Sales by our affiliates under Rule 144 are also limited by manner of
sale provisions and notice requirements and to the availability of current public information about us.

 

Restrictions on the Use of Rule 144 by Shell
Companies or Former Shell Companies

 

Rule 144 is not available for the resale of securities
initially issued by shell companies (other than business combination related shell companies) or issuers that have been at any time previously
a shell company.
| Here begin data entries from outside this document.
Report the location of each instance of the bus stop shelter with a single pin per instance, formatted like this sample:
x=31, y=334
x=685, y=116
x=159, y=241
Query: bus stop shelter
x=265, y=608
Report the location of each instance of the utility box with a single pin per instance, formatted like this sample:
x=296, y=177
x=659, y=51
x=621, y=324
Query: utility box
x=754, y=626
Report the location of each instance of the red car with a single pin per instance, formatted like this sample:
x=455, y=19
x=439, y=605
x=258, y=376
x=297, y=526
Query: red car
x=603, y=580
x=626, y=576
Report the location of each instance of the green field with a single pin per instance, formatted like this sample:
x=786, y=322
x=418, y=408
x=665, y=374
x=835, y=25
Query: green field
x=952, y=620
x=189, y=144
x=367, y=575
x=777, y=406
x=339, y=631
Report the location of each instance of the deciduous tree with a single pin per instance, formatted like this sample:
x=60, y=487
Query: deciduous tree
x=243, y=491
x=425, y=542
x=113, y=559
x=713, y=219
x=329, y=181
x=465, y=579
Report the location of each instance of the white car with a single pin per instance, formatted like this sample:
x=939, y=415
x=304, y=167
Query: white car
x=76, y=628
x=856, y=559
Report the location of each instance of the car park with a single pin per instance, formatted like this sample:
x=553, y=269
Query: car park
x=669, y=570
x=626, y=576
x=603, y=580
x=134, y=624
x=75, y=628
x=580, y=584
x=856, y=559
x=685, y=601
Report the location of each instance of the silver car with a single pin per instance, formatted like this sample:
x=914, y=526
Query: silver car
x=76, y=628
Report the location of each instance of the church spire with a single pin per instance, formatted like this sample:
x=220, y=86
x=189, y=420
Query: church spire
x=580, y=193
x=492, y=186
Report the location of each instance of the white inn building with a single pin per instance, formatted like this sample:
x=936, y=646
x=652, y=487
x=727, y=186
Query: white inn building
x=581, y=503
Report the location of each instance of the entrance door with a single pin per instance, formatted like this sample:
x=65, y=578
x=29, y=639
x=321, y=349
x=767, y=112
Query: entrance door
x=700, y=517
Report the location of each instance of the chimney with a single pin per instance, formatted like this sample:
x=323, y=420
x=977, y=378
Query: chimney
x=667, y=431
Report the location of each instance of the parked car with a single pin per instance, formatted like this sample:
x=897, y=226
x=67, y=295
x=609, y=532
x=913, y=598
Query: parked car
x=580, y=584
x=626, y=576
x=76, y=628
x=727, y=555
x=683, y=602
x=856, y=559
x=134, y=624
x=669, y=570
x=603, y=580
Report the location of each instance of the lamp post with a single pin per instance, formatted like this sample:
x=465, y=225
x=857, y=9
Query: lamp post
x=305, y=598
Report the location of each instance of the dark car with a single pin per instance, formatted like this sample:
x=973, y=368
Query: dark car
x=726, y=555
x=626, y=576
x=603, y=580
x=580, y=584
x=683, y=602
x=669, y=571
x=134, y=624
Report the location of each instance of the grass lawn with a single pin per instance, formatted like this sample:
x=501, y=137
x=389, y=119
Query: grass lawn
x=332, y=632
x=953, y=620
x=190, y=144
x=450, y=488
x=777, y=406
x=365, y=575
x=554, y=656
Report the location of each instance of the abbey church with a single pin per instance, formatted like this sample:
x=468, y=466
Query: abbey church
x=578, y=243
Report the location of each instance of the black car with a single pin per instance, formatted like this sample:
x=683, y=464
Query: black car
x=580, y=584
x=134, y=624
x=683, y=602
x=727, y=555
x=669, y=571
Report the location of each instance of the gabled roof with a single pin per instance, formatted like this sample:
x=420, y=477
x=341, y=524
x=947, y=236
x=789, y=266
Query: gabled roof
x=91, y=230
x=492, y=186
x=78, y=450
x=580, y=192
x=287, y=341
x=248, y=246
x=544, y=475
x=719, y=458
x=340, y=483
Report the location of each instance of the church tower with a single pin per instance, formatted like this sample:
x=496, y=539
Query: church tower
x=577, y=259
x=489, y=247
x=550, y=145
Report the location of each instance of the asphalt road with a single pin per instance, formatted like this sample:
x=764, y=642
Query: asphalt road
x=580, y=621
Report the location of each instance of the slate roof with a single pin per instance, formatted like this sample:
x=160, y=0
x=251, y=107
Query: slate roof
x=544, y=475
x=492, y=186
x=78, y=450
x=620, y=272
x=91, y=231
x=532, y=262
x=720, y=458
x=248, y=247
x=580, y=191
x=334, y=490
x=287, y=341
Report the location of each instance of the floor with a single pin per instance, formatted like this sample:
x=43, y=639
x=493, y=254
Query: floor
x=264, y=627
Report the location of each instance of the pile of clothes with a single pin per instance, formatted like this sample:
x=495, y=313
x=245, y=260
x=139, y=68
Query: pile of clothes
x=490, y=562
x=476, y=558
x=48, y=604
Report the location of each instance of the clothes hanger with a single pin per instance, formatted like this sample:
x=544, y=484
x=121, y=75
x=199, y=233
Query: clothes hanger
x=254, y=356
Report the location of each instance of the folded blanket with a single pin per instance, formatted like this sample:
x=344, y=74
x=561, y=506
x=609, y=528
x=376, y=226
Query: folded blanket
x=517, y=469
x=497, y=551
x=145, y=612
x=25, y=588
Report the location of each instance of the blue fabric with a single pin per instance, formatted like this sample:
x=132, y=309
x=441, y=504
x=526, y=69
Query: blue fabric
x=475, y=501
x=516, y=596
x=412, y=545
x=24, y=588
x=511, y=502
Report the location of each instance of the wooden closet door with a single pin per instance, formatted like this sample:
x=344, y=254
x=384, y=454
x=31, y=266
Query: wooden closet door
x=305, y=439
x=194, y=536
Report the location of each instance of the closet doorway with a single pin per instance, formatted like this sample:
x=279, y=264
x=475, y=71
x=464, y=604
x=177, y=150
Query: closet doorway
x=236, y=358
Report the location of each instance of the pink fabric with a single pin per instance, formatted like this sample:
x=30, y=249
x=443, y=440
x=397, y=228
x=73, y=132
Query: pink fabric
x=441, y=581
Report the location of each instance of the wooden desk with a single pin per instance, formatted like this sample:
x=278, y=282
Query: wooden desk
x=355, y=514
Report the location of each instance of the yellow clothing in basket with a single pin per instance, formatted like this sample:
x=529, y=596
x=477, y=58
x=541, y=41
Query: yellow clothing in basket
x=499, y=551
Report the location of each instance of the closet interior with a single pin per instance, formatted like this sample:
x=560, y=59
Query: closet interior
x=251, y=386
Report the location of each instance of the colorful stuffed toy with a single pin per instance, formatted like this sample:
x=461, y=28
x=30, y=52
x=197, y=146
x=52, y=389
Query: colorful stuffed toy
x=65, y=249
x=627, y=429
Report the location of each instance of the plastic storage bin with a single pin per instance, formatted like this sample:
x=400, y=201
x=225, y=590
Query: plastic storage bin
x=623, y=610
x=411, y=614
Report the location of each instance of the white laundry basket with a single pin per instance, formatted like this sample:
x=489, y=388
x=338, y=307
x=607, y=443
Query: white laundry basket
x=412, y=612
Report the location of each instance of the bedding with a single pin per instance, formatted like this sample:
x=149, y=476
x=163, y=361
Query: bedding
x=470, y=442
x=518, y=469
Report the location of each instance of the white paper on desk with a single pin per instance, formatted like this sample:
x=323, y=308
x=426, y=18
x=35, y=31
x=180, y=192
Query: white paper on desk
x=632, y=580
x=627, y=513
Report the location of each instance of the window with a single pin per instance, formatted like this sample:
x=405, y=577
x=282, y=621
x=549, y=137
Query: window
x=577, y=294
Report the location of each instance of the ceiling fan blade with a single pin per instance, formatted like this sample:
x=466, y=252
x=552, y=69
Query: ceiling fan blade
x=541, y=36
However, Rule 144 also includes an important exception to this prohibition if the following conditions are met:

 

		·	the issuer of the securities that was formerly a shell company has ceased to be a shell company;

 

		·	​the issuer of the securities is subject to the reporting requirements of Section 13 or 15(d) of the Exchange Act;

 

		·	the issuer of the securities has filed all Exchange Act reports and material required to be filed, as applicable, during the preceding
12 months (or such shorter period that the issuer was required to file such reports and materials), other than Current Reports on Form
8-K; and

 

		·	​at least one year has elapsed from the time that the issuer filed current Form 10 type information with the SEC reflecting
its status as an entity that is not a shell company.

 

As a result, our initial shareholders will be able
to sell their founder shares and private placement warrants, as applicable, pursuant to Rule 144 without registration one year after we
have completed our initial business combination.

 

Registration Rights

 

The holders of the (i) founder shares, which were
issued in a private placement prior to the closing of our initial public offering, (ii) private placement warrants, which will be issued
in a private placement simultaneously with the closing of our initial public offering and the Class A ordinary shares underlying such
private placement warrants and (iii) private placement warrants that may be issued upon conversion of working capital loans will have
registration rights to require us to register a sale of any of our securities held by them pursuant to a registration and shareholders
rights agreement to be signed on or prior to the closing of our initial public offering. Pursuant to the registration and shareholder
rights agreement, we are obligated to register up to 23,125,000 Class A ordinary shares and 10,000,000 warrants. The number of Class A
ordinary shares includes (i) 13,125,000 Class A ordinary shares to be issued upon conversion of the founder shares, (ii) 9,000,000 Class
A ordinary shares underlying the private placement warrants and (iii) [1,000,000] Class A ordinary shares underlying the private placement
warrants issued upon conversion of working capital loans. The number of warrants includes 10,000,000 private placement warrants, including
1,000,000 private placement warrants issued upon conversion of working capital loans. The holders of these securities are entitled to
make up to three demands, excluding short form demands, that we register such securities. In addition, the holders have certain “piggy-back”
registration rights with respect to registration statements filed subsequent to our completion of our initial business combination. We
will bear the expenses incurred in connection with the filing of any such registration statements.

 

    	 	21	 

     

    

Pursuant
to the registration and shareholder rights agreement, our sponsor, upon and following consummation of an initial business combination,
will be entitled to nominate three individuals for election to our board of directors, as long as the sponsor holds any securities covered
by the registration and shareholder rights agreement.